Dr. Stefan Scherbarth, Applications Center Manager for Sandvik Coromant Germany, spoke about the process—which works on a variety of gear sizes—at Innovation Days. Scherbarth expects that gear makers will have a lot to gain from the process in the near future.

Taking back time
The method, he explains, relies on the ability to better control the tool path, using standard CAD/CAM and post-processing software—and eliminates the need for dedicated and inflexible tooling. Greg Hyatt, VP of Engineering and Chief Technical Officer at DMG / Mori Seiki USA, also spoke on the topic at Innovation Days.

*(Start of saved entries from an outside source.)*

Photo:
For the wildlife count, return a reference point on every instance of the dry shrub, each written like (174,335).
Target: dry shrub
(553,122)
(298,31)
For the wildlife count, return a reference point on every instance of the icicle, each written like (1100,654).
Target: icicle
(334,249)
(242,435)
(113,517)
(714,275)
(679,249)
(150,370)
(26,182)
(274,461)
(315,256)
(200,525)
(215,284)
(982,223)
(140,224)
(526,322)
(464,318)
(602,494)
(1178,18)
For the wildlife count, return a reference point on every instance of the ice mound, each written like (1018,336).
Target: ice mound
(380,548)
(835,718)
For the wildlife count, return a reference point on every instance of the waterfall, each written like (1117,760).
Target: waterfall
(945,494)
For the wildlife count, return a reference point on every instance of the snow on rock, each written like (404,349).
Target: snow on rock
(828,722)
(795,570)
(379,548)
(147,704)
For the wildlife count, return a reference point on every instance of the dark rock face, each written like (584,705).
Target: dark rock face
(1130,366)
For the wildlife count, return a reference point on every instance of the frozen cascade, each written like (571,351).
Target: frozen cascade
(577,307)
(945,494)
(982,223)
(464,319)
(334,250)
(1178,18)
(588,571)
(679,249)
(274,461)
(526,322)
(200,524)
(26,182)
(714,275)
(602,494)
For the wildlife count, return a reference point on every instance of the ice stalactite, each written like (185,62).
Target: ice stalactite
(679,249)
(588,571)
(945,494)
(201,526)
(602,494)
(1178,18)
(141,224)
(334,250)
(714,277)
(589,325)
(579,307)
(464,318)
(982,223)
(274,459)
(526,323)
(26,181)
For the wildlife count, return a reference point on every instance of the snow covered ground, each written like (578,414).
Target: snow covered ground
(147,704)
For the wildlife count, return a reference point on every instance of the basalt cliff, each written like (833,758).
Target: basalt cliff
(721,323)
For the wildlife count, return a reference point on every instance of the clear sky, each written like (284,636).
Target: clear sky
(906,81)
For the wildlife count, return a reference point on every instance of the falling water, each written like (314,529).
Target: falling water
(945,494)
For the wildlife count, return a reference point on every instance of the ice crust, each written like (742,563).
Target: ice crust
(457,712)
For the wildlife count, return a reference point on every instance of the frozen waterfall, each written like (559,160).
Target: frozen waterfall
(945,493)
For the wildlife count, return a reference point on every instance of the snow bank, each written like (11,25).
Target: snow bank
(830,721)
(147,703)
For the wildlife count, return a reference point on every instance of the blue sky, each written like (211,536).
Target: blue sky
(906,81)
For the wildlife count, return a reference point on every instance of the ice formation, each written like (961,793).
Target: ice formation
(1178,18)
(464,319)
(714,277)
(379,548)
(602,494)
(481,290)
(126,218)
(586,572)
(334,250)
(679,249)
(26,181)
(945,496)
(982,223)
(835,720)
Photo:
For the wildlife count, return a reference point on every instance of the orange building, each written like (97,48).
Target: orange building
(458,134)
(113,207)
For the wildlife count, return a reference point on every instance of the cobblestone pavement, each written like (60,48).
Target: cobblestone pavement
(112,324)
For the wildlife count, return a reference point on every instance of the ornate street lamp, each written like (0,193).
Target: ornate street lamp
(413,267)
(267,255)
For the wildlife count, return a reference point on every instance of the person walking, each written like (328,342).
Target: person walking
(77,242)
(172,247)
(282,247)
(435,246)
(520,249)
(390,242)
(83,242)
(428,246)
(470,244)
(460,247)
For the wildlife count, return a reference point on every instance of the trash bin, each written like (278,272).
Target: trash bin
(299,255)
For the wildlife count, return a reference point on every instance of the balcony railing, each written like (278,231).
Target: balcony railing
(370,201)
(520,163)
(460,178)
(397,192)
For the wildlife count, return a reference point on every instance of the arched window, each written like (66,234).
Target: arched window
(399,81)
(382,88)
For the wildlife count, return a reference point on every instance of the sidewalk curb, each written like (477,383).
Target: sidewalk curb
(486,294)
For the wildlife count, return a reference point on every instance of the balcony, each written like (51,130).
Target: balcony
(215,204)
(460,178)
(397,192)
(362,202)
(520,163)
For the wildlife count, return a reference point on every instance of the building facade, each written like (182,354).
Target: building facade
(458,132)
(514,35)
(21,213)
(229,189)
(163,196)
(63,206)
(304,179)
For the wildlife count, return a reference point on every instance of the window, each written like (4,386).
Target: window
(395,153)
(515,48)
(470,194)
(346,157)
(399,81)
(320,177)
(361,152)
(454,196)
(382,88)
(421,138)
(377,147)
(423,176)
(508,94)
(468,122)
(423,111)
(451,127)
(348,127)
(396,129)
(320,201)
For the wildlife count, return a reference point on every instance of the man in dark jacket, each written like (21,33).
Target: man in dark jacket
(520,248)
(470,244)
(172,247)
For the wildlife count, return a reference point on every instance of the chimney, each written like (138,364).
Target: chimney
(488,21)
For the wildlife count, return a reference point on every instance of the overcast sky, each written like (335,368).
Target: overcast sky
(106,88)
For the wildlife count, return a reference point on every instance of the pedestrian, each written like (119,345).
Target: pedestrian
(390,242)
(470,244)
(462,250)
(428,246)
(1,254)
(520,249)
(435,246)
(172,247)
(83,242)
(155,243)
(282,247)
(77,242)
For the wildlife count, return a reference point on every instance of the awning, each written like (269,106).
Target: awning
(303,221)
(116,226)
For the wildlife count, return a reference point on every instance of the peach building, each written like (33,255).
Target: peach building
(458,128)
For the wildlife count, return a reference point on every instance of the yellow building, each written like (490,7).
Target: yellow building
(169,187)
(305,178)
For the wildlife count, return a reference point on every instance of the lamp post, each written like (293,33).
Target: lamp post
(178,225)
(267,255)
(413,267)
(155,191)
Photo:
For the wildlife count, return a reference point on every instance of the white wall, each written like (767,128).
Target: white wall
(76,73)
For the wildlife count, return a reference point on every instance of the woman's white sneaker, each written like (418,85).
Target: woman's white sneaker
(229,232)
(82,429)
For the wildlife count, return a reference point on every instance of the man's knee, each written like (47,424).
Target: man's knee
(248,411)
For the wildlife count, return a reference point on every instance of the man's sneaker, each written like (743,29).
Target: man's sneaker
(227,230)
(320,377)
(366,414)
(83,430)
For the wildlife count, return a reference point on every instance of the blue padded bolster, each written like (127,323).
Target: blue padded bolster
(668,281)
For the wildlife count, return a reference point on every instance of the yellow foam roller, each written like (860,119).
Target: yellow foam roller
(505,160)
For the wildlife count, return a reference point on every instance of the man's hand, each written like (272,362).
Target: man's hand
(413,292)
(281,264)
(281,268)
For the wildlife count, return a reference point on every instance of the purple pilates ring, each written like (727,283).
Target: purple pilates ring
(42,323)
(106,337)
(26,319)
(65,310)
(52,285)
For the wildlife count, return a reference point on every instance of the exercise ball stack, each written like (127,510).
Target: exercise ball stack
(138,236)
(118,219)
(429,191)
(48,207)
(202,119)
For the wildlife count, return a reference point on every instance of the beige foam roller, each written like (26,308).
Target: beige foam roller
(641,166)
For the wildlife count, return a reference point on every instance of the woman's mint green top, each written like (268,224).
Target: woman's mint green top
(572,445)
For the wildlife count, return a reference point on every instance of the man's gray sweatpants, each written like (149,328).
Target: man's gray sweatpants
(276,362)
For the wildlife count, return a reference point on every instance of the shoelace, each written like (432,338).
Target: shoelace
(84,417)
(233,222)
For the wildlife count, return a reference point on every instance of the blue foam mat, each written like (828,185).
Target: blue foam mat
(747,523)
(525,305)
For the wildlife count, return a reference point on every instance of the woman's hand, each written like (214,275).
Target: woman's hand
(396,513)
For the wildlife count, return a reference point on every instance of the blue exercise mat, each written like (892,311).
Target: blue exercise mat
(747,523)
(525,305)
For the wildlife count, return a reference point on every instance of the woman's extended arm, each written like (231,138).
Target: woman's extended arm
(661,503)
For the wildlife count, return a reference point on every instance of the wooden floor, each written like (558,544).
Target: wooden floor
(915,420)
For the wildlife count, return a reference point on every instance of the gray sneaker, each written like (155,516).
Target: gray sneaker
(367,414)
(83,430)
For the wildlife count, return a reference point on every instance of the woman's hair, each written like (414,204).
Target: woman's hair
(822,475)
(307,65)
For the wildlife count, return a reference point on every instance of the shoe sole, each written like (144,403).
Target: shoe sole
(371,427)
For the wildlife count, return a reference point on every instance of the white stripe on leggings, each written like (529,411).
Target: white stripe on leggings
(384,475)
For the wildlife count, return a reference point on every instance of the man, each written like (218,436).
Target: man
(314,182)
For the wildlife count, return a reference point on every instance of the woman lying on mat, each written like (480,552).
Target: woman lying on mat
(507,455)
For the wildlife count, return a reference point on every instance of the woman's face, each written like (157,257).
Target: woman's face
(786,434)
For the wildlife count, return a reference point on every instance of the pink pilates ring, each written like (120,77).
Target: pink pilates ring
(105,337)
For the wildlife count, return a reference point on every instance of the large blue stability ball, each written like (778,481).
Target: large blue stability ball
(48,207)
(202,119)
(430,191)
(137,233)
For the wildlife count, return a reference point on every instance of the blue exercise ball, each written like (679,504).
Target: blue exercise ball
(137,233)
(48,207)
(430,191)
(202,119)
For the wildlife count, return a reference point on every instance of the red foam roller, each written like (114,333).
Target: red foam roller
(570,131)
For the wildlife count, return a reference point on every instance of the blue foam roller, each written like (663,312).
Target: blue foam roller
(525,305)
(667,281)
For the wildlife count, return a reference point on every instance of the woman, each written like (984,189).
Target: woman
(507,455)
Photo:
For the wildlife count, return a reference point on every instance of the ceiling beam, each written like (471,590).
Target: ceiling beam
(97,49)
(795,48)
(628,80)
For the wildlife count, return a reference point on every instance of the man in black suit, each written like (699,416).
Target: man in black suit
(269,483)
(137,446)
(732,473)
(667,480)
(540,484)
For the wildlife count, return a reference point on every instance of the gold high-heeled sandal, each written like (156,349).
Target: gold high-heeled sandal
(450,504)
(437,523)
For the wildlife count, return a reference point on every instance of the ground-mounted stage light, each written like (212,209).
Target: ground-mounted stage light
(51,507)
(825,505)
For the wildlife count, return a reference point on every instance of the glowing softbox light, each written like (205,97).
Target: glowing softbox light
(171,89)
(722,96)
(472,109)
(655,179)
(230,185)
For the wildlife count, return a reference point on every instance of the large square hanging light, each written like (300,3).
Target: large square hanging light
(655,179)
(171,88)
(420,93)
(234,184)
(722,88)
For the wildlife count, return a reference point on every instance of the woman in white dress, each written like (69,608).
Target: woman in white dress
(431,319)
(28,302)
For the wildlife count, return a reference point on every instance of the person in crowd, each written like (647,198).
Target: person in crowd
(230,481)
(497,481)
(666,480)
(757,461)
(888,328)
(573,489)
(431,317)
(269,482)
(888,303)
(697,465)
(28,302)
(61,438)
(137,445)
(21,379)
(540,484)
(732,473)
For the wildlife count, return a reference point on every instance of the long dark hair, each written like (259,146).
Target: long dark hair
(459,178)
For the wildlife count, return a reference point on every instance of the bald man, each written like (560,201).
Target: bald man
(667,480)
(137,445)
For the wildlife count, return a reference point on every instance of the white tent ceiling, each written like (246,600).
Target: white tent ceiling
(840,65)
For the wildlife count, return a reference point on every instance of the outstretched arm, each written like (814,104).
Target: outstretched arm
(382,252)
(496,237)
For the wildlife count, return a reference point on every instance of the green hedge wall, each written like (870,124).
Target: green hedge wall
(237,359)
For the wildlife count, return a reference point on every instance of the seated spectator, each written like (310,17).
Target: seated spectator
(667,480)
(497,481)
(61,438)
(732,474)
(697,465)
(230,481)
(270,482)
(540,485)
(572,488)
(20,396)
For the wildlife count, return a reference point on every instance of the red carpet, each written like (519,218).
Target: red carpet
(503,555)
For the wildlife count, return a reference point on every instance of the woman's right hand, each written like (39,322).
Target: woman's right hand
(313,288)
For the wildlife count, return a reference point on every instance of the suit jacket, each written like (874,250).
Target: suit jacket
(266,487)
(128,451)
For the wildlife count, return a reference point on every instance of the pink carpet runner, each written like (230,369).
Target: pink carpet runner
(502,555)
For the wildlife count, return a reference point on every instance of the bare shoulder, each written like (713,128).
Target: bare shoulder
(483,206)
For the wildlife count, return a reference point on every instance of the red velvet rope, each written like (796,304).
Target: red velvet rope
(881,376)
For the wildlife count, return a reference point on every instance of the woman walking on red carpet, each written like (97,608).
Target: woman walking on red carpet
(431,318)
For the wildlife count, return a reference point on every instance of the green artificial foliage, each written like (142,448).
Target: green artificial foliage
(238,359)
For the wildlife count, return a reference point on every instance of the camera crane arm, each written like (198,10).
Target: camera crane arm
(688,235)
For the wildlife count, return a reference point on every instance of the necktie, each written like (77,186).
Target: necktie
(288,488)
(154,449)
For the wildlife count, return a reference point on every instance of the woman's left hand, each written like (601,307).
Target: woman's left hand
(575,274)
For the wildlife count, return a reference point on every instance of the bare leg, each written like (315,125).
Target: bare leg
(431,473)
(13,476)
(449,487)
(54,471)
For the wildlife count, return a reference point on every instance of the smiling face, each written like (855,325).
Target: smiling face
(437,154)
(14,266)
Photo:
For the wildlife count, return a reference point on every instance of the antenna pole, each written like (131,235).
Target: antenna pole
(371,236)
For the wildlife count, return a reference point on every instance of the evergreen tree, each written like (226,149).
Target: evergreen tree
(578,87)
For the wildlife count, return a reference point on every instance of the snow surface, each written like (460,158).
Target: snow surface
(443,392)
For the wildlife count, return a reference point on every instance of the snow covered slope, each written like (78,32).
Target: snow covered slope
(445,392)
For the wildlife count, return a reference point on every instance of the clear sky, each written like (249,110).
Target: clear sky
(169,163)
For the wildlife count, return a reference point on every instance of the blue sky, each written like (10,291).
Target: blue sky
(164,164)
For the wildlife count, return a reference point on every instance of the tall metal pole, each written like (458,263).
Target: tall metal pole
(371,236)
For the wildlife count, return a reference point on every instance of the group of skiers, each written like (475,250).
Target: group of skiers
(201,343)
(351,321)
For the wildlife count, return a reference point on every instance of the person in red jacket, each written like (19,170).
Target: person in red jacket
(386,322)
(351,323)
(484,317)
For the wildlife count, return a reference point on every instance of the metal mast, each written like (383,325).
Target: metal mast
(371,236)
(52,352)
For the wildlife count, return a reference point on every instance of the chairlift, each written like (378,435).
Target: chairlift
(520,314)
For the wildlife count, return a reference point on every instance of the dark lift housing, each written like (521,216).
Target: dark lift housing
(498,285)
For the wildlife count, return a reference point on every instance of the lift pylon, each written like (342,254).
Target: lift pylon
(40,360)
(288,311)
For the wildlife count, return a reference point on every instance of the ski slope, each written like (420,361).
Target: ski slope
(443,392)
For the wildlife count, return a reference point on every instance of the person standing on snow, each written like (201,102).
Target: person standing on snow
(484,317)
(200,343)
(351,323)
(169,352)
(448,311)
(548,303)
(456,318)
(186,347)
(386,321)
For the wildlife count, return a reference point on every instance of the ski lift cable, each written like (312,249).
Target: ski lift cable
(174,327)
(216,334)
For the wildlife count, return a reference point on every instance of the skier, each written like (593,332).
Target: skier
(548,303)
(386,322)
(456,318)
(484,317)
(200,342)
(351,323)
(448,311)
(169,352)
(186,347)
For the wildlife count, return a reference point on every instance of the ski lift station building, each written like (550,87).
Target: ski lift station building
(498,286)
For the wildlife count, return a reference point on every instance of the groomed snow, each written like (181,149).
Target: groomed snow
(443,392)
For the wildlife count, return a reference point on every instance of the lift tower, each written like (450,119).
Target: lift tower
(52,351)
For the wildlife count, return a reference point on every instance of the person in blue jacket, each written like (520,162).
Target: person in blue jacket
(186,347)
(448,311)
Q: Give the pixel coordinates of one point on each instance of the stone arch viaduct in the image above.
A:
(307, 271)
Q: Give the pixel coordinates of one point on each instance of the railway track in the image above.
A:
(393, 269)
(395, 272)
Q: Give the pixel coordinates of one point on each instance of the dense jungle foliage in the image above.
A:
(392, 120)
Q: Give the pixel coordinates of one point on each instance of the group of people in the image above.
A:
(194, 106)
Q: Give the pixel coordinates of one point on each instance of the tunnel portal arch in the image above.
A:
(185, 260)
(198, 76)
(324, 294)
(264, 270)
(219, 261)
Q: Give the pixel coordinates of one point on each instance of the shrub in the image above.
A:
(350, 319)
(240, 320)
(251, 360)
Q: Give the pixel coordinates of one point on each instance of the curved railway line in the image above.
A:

“Typically, hobs and other cutting tools determine the gear profile,” says Hyatt. “In this situation, the gear geometry is the result of the tool path and the machine’s simultaneous milling capabilities. This makes for an easier, faster and more sophisticated gear-milling process.”
 
The method uses a combination of slot milling and turn milling to machine the gear-tooth geometries: slot milling for the gear-tooth bottom land and fillet radius; and turn milling for the involute flank.
 
The new process has generated significant excitement—first internally, and now among customers at Innovation Days—and both companies are working together to further polish the machining, programming and tooling components that enable the process. It’s all thanks to the synergy of the two companies’ core competencies: with Sandvik Coromant providing the method and tooling and DMG / Mori Seiki developing the programming solutions.
 
DMG / Mori Seiki is thrilled to have partnered with Sandvik Coromant in this endeavor, says Hyatt, and relished the opportunity to show it off on two machines at Innovation Days—the DMU 210 P duoBLOCK and the NTX1000.
 
“Many of our U.S. customers have never seen this before now,” says Hyatt. “But it’s already getting a lot of buzz—especially among shops in the energy and aerospace industries—because of how much time and money it can save.”
 
For applications that require very large, time-consuming gear machining, the cost savings could be substantial—particularly when the gear is one of the most expensive components of the finished product. The gearbox of a wind turbine, for example, represents up to 25 percent of its total cost. With wind energy projected to grow by as much as 15 percent each year between 2010 and 2017, it’s easy to see why this substantially more productive gear-milling method has people talking.
 
One of those people is Tom Eul, Production Manager at Cicero, Ill.-based Brad Foote Gear Works, a leading producer of large gearing systems for the energy, steel and transportation industries.
 
“The traditional way of cutting gear teeth is very old, slow and time-consuming,” he says. “This new method decreases cycle time dramatically. Instead of taking days to make a gear, it can do it in hours.”
 
Eul estimates that a gear that might take his shop five or six eight-hour shifts could be finished in a single shift with this method. Speed and productivity enhancements are obviously appealing, and so is the fact that this technique erases the need for specialized tooling and fixtures.
 
“Before, you needed very specific tooling that could only be used in specific gearing applications,” explains Eul. “Now we can use off-the-shelf tooling that we can have at our doorstep within hours—and it’s tooling that can be used in other types of machining.”
 
Eul adds that these advantages represent huge cost savings—despite an initial investment.
 
“Down the road, the machine for this type of gear milling pays for itself ten times over,” he says.
 
Eul also acknowledges the importance of the Sandvik Coromant programming concept.
 
“It’s about the total package—the machine plus the programming,” he says. “When it comes to gear milling, the programming really solidifies it.”
 
Eul says he gelled with the engineers on the Innovation Days floor, who walked him through the machining demo.
 
“This is exactly what I came here to see,” Eul says of his brush with the new gear-milling methods and technology solutions. “I am very, very pleased.”